Finster und verzwickt
– Von der Rolle geratene Rollenbilder, überall und gerade auch in Königswinter, können tödliche Prozesse auslösen. Judith Merchant beschreibt sie in ihrer Loreley-Variante. Anne Kuhlmeyer hat sie für uns gelesen …
Der Ort der Handlung liegt fernab der bedeutsamen Orte dieser Welt. Es ist nicht New York oder Sidney, Paris oder München. Es ist Königswinter am Rhein. Königswinter, das für die Königswinterer ein durchaus bedeutsamer Ort ist. Und Königswinterer sind auch keine anderen Leute als Leute an anderen Orten. Sie unterscheiden sich sicher in ihren Lebensverhältnissen von denen in Manila oder Baku, nicht aber durch die Ästhetik ihrer Anatomie zum Beispiel. Eine gesunde Leber ist in Königswinter genauso hübsch, wie ein intaktes Herz in Mailand. Leute sind sich auf der Welt schon sehr ähnlich, von einem bestimmten Blickwinkel aus betrachtet, und deshalb lohnt es, auch über die in Königswinter zu lesen.

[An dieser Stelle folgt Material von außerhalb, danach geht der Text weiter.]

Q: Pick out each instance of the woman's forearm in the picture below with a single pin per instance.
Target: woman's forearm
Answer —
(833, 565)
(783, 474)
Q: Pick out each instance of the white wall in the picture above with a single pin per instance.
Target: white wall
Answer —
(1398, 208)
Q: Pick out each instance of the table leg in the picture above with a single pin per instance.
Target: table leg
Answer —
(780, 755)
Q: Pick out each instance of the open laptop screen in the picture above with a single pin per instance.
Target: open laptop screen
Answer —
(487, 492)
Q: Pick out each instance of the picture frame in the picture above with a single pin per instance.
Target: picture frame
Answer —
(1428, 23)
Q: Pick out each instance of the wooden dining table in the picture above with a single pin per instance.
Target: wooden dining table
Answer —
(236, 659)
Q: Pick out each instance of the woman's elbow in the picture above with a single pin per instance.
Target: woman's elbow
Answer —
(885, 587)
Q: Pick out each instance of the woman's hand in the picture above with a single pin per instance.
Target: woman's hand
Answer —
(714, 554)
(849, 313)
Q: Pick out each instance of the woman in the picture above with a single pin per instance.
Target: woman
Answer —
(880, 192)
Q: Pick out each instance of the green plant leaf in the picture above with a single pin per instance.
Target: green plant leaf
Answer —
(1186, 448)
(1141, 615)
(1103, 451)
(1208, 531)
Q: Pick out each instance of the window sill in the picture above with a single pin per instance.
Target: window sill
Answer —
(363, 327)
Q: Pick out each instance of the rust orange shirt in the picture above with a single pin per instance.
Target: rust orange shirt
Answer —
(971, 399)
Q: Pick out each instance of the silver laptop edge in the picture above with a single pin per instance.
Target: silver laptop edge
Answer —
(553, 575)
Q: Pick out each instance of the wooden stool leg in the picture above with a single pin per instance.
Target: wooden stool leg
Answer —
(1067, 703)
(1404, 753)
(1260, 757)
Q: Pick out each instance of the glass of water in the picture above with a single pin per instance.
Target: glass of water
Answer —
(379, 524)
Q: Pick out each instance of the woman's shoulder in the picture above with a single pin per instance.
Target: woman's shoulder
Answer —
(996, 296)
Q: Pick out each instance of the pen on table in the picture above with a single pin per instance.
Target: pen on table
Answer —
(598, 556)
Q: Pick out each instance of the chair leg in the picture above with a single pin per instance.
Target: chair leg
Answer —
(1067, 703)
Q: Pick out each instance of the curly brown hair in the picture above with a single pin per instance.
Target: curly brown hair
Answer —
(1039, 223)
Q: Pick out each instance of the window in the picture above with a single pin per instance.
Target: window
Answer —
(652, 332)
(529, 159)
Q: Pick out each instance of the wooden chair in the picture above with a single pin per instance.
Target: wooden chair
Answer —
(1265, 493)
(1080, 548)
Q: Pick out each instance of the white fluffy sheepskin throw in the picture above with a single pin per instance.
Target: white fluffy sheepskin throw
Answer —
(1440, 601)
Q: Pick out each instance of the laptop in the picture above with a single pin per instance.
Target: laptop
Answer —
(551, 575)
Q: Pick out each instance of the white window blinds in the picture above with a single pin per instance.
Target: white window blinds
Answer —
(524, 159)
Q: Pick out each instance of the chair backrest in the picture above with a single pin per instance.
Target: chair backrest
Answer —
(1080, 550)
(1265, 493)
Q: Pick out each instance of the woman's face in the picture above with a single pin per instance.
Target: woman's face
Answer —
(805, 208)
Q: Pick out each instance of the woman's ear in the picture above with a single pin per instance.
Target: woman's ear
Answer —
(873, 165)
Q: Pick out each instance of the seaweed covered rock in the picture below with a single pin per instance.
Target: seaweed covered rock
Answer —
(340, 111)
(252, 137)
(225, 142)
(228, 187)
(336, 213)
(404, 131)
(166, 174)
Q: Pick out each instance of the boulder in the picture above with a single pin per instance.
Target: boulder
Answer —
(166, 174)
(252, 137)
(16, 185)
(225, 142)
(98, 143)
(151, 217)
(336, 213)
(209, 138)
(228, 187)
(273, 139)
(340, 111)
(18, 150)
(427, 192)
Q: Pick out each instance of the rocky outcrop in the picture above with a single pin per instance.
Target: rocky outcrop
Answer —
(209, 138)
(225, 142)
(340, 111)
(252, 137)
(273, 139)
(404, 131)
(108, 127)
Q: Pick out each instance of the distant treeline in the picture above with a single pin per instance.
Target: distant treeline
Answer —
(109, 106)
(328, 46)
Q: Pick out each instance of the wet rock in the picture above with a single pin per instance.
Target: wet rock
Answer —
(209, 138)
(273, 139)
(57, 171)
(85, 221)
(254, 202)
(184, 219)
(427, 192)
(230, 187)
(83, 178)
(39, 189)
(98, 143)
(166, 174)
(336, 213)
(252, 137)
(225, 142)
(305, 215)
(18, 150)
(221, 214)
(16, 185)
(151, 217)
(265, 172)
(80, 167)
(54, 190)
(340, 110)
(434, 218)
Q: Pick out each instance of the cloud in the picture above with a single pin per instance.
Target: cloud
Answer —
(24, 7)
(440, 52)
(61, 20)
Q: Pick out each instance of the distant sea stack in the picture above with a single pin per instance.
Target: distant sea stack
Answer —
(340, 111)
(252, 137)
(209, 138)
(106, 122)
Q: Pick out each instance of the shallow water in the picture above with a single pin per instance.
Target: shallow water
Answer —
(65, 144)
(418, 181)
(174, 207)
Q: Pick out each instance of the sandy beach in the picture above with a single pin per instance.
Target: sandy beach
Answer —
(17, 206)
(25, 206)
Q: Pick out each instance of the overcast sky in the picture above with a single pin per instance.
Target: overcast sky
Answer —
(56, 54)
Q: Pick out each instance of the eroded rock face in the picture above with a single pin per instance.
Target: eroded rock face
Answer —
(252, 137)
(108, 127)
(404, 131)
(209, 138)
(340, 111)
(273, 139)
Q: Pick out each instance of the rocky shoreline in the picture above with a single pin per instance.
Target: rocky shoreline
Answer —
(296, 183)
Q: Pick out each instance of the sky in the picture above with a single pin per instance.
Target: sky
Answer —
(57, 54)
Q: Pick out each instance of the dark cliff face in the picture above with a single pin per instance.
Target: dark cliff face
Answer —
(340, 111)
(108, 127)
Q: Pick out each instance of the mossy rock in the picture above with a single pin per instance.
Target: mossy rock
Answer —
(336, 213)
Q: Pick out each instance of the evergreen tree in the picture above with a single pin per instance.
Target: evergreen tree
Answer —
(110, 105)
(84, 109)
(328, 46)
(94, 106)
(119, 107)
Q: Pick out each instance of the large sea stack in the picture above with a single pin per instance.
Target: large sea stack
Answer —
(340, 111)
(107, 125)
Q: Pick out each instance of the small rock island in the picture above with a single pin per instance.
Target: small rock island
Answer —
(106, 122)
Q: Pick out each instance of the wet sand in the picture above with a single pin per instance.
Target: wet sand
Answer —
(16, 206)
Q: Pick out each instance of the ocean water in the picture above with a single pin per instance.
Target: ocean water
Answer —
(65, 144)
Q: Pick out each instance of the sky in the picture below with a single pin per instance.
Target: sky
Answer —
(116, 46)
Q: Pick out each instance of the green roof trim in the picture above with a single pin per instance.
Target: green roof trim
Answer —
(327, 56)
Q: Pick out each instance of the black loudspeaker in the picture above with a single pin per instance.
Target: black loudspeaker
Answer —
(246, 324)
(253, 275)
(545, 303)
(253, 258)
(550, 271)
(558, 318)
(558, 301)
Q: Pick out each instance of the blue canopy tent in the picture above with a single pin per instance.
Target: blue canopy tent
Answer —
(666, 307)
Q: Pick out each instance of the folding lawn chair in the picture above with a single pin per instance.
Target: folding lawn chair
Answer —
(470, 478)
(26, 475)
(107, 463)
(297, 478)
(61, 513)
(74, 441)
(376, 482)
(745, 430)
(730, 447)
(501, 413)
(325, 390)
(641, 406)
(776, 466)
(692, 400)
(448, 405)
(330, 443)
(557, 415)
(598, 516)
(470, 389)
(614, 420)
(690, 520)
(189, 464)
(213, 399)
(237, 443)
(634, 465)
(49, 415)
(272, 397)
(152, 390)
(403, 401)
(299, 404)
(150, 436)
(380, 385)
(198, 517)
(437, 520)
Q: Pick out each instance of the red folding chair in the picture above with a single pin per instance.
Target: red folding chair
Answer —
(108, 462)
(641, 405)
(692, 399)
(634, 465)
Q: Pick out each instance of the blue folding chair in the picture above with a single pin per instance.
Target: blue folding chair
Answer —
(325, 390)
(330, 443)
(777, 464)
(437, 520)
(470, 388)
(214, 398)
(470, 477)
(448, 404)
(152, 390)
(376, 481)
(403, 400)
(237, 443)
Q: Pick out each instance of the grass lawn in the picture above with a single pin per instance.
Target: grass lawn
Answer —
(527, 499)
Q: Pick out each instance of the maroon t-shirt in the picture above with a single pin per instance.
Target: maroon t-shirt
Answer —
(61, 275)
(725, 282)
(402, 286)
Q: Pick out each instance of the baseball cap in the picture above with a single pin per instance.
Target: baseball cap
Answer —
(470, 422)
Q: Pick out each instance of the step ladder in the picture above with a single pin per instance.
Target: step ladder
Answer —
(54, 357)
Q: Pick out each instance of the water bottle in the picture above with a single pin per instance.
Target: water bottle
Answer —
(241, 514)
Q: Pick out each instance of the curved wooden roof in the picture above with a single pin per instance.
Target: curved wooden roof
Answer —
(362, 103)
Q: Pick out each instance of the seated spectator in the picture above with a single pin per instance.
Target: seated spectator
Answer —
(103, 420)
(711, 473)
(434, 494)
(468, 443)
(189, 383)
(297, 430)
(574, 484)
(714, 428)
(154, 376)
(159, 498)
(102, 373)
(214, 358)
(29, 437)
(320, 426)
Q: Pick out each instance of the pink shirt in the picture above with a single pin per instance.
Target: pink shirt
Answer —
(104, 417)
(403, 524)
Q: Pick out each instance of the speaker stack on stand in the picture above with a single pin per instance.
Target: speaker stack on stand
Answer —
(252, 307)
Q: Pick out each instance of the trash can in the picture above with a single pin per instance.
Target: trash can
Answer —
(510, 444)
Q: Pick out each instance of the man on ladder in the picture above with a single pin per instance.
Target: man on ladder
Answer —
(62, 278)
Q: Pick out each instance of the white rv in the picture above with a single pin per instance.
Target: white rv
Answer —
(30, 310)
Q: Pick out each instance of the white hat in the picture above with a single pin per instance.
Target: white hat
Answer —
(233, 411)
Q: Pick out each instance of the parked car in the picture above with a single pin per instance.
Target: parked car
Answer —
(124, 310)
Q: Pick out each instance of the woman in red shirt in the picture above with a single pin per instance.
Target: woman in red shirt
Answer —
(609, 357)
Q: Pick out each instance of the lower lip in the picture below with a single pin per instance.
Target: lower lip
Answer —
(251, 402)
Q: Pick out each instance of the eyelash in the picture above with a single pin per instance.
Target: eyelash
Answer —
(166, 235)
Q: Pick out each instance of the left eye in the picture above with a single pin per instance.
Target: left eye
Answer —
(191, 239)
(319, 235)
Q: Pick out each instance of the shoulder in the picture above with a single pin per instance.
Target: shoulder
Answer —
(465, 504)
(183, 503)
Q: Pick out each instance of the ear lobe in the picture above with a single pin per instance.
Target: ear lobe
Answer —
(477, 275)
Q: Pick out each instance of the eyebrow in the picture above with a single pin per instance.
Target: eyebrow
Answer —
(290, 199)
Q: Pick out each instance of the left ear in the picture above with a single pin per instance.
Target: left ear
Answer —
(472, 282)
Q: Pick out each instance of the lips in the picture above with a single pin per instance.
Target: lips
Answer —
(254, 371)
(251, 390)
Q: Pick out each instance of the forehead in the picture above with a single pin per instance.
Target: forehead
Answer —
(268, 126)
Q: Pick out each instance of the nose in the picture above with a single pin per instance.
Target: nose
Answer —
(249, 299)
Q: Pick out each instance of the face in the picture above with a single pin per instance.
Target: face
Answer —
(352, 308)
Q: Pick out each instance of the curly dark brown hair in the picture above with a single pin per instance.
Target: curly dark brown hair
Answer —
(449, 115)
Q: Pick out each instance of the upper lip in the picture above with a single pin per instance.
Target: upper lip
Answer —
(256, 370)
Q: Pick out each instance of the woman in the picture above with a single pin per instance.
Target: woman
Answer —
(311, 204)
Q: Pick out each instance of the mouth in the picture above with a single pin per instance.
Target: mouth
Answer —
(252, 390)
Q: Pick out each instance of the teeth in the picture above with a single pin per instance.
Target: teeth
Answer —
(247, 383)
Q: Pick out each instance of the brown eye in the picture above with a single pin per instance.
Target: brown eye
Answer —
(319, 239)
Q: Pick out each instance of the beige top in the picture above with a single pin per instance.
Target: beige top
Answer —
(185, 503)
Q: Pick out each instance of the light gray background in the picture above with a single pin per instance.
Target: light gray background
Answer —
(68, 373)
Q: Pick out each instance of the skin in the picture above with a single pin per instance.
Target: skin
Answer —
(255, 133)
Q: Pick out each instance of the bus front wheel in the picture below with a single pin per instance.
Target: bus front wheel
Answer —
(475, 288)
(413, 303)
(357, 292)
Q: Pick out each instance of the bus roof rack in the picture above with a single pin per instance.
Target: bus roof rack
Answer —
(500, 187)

Und nein, es gibt nicht das große, globale Verbrechen, die richtig bösen Schurken und abgezupften Halunken mit ihren Verbindungen in Politik und Wirtschaft. Es gibt nur ganz normale Leute, die ein bisschen verstrickt sind in ihren Rollen. Mit ebenso tödlichen Folgen.
Knicklichter …
Einen Angler gibt es, der den Bruder des Nachbarn im Rhein findet und ihn mit Knicklichtern markiert, auf dass sein Leichnam nicht verloren gehe wie der seines toten Fünfjährigen vor Jahren. Arbeitslos ist der Angler und Schulden hat er. Und obwohl seine Frau Marla an einer Angststörung leidet, die sie hindert, dem Fluss nahe zu kommen und ihren Alltag zu bewältigen, hat die kleine Familie kein Geld, um fortzuziehen, sondern muss sich von der Öko-Nachbarin Juli in Alltagsdingen helfen lassen. Die backt Möhrenkuchen für ihre drei Kinder und Marlas Tochter und rettet Marla aus ihren Hyperventilationsattacken, während ihr Mann (und Bruder des Toten) mit wachsverstöpselten Ohren seinen Nachtschlaf für den Bürojob kindersichert. Der Ermittler Jan fürchtet sich vor den Schwangerschaftswünschen seiner Fast-Ex oder Immer-noch-Freundin. Die Ermittlerin Elena fürchtet sich vor dem plötzlichen Entschluss ihres Geliebten, in ihre Wohnung zu ziehen. Wie auch immer sich der Fall entwickelt, alle sind unsicher in ihren Beziehungen, bleiben vage, finden nicht hinein in tradierte Rollen oder nicht heraus, übernehmen keine Verantwortung oder klammern sich verzweifelt an Hergebrachtes, überfordert, einsam und unglücklich, wie sie sind.

Judith Merchant (©Atelier Herff / Bonn, Quelle: Droemer Knaur Verlag)
… und Sirenen, today …
Das ist die Stärke des Romans: Die Frage, wie lebt man als Mann und Frau und Familie in einer Zeit, in der man nicht weiß, wie man Mann und Frau sein soll, welche Aufgaben man hat und welche Wahl man treffen kann. Schade, dass die Autorin nicht auf die historisch näheren Ursprünge der Rollenunsicherheit eingeht, wie die sogenannte sexuelle Revolution oder die Entwicklung der „Pille“, Gesetzesänderungen Anfang der 1970er, nach denen es den Frauen gestattet wurde, ohne Zustimmung der Ehemänner einen Job anzunehmen oder die Legalisierung des Schwangerschaftsabbruchs.
Die Großmutter des Ermittlers, eine eifrige Leserin, verweist auf Effi Briest. Effi, die zwar ihre Autonomieprobleme inmitten von unglaublich viel Landschaft hatte, die aber mit den aktuellen Rollenverschiebungen deutlich entfernter zu tun haben. Auch werden die Mythen der schönen Loreley und der Sirenen aufgegriffen, Varianten der Dämonisierung des Weiblichen, um sie erfreulicherweise als Modelle zu verwerfen.
Sprachlich profund mit originellen Bildern, stellenweise ironisch und dramaturgisch spannend ist Judith Merchants zweiter Kriminalroman ein Vergnügen für alle, die eine finstere Atmosphäre und verzwickte Beziehungen mögen.
Anne Kuhlmeyer
Judith Merchant: Loreley singt nicht mehr. Roman. München: Knaur 2012. 357 Seiten. 9,99 Euro. Verlagsinformationen zum Buch.